User Misconfigurations

  1. Session Visibility Not Enabled: Without agent-to-agent access enabled, session state may not be observable.
    # Before debugging, ensure visibility is enabled
    $ acp config set session.visibility=true
    $ acp config set agent_to_agent.access=true
  2. Insufficient Wait Time: Users may check session history before the async binding completes.

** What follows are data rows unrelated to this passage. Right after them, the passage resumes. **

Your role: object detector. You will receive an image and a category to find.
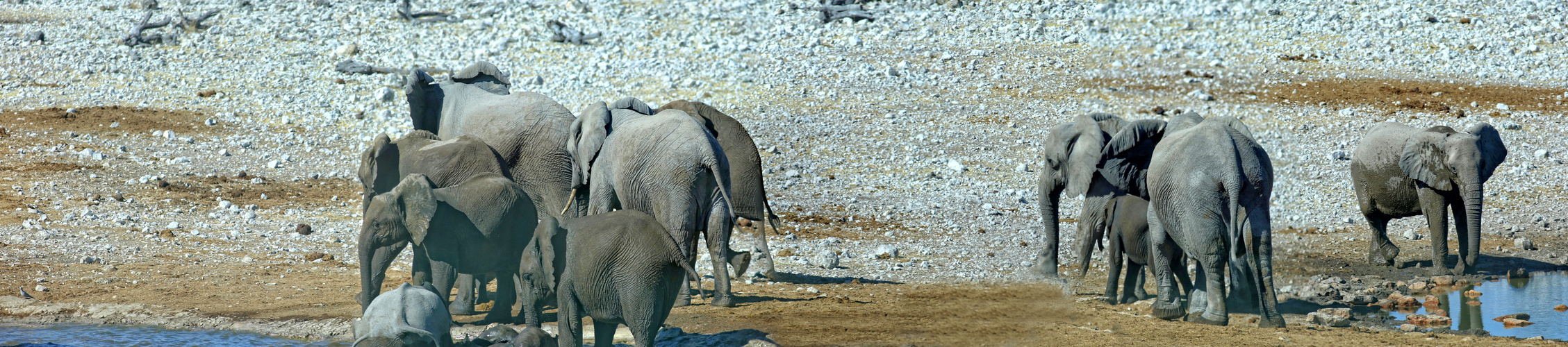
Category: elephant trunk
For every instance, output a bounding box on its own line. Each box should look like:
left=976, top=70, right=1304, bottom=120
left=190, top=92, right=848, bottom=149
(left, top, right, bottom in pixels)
left=359, top=241, right=408, bottom=311
left=1455, top=183, right=1485, bottom=273
left=1035, top=170, right=1063, bottom=278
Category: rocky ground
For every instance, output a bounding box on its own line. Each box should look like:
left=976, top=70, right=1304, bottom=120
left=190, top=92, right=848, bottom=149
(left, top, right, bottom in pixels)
left=0, top=0, right=1568, bottom=344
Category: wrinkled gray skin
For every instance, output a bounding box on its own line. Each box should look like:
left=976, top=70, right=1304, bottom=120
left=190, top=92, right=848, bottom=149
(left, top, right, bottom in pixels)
left=404, top=61, right=586, bottom=327
left=1079, top=196, right=1191, bottom=305
left=1129, top=117, right=1284, bottom=327
left=1030, top=112, right=1123, bottom=278
left=354, top=283, right=452, bottom=347
left=556, top=209, right=698, bottom=347
left=654, top=100, right=779, bottom=280
left=568, top=99, right=751, bottom=306
left=359, top=175, right=538, bottom=322
left=359, top=130, right=506, bottom=316
left=1350, top=122, right=1508, bottom=275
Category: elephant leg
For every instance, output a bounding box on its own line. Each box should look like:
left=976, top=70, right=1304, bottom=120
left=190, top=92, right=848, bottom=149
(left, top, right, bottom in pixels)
left=475, top=271, right=518, bottom=323
left=1149, top=208, right=1187, bottom=321
left=1121, top=261, right=1149, bottom=303
left=555, top=283, right=583, bottom=347
left=1104, top=235, right=1132, bottom=305
left=1416, top=187, right=1463, bottom=275
left=447, top=273, right=480, bottom=316
left=1361, top=211, right=1405, bottom=269
left=1187, top=255, right=1231, bottom=325
left=593, top=319, right=621, bottom=347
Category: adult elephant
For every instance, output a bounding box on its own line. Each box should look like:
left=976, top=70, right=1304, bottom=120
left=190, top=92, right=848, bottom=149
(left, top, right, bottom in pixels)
left=1350, top=122, right=1508, bottom=275
left=359, top=174, right=538, bottom=322
left=654, top=100, right=779, bottom=280
left=1100, top=116, right=1284, bottom=327
left=568, top=99, right=750, bottom=306
left=1030, top=112, right=1123, bottom=278
left=406, top=61, right=586, bottom=321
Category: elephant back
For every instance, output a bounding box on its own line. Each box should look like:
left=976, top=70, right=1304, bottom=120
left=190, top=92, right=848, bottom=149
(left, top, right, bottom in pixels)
left=654, top=100, right=767, bottom=221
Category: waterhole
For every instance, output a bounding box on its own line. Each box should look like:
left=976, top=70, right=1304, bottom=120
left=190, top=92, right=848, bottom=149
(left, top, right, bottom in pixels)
left=1387, top=272, right=1568, bottom=339
left=0, top=323, right=349, bottom=347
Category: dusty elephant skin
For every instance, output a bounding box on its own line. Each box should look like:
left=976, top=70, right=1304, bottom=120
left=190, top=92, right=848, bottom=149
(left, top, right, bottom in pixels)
left=556, top=210, right=700, bottom=347
left=404, top=61, right=586, bottom=325
left=654, top=100, right=779, bottom=280
left=1113, top=112, right=1284, bottom=327
left=354, top=283, right=452, bottom=347
left=359, top=174, right=538, bottom=325
left=568, top=99, right=750, bottom=306
left=1350, top=122, right=1508, bottom=275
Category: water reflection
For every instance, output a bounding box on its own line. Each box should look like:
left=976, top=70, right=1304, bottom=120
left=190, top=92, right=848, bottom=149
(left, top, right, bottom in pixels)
left=1389, top=272, right=1568, bottom=339
left=0, top=323, right=348, bottom=347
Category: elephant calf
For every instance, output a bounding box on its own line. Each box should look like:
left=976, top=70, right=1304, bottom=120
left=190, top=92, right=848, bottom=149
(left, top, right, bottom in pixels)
left=555, top=210, right=701, bottom=347
left=1080, top=196, right=1191, bottom=305
left=354, top=283, right=452, bottom=347
left=1350, top=122, right=1508, bottom=275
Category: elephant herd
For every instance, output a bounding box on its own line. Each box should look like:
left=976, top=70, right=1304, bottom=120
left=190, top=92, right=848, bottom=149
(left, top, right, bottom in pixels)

Solution: Always wait at least 10 seconds before concluding a session is stuck.
  3. Ignoring Note in Response: The `note` field contains diagnostic information:
    {
        "status": "accepted",
        "note": "initial ACP task queued in isolated session; follow-ups continue in the bound thread."
    }
    # If note says "queued" but session remains queued beyond 10s, there is a problem
  4. Prompt Token Count Misjudgment: What seems like a "short" prompt may exceed threshold due to encoding.
    # Always verify actual token count
    $ acp tokens count --prompt="[your full prompt]"
    {
        "token_count": 847,
        "threshold": 150,
        "exceeds": true
    }

Edge Cases

  1. Concurrent Spawn Storm: Spawning 10+ sessions simultaneously can saturate the thread pool and cause cascading failures.
    # Batch spawn with rate limiting
    $ for i in {1..10}; do
        acp sessions_spawn(runtime="acp", prompt="Task $i") &
        sleep 0.5  # Rate limit
    done
    wait  # Wait for all spawns to return
  2. Session Key Collision: Rare race condition where session key reuse occurs before cleanup.
    # Always generate unique session identifiers
    # Avoid hardcoding session keys in test scripts
  3. Plugin Version Mismatch: If `acpx` plugin is not bundled correctly with OpenClaw, the session manager may use an incompatible version.
    # Verify plugin version
    $ acp plugins list | grep acpx
    acpx v1.2.3 [bundled]  # Should show [bundled] tag
Error Code / IssueDescriptionConnection
ACP_SESSION_TIMEOUTSession exceeds maximum execution time without completingThis issue can lead to timeout if session never activates
ACP_THREAD_BIND_FAILEDThread binding to session fails explicitlySame pipeline stage, different failure mode
ACP_TRANSCRIPT_WRITE_ERRORCannot persist transcript to diskShares the Phase 3 code path, different symptom
ACP_SESSION_NOT_FOUNDSession key referenced but doesn’t existMay occur if orphaned session is cleaned up before resolution
ACP_WORKER_IDLE_TIMEOUTCodex worker has no work and exitsDownstream effect if sessions never activate
ACP_BACKEND_DISCONNECTACP backend (acpx) becomes unreachableDifferent root cause but similar session behavior
ACP_PROMPT_TOO_LONGPrompt exceeds token limitsMay be misdiagnosed as this issue if error handling differs

Historical Context

This issue is related to but distinct from:

  1. Issue #123: ACP sessions stuck in "creating" state - Related pipeline stage, different failure point (Phase 1 vs Phase 3)
  2. Issue #456: Empty transcript file for failed sessions - Same symptom but caused by different root (exec failure vs race condition)
  3. Issue #789: Thread pool exhaustion causing session drops - Same pipeline overload, manifestation in binding phase

Debugging Commands Reference

# Session debugging
acp sessions_list --verbose
acp sessions_status --detailed
acp sessions_history --raw
acp sessions_admin_list --include-internal

# Backend debugging  
acp backend acpx status
acp backend acpx worker_stats
acp backend acpx thread_pool_status

# Transcript debugging
acp transcripts inspect --session-key=xxx
acp transcripts validate --session-key=xxx

Evidence & Sources

This troubleshooting guide was automatically synthesized by the FixClaw Intelligence Pipeline from community discussions.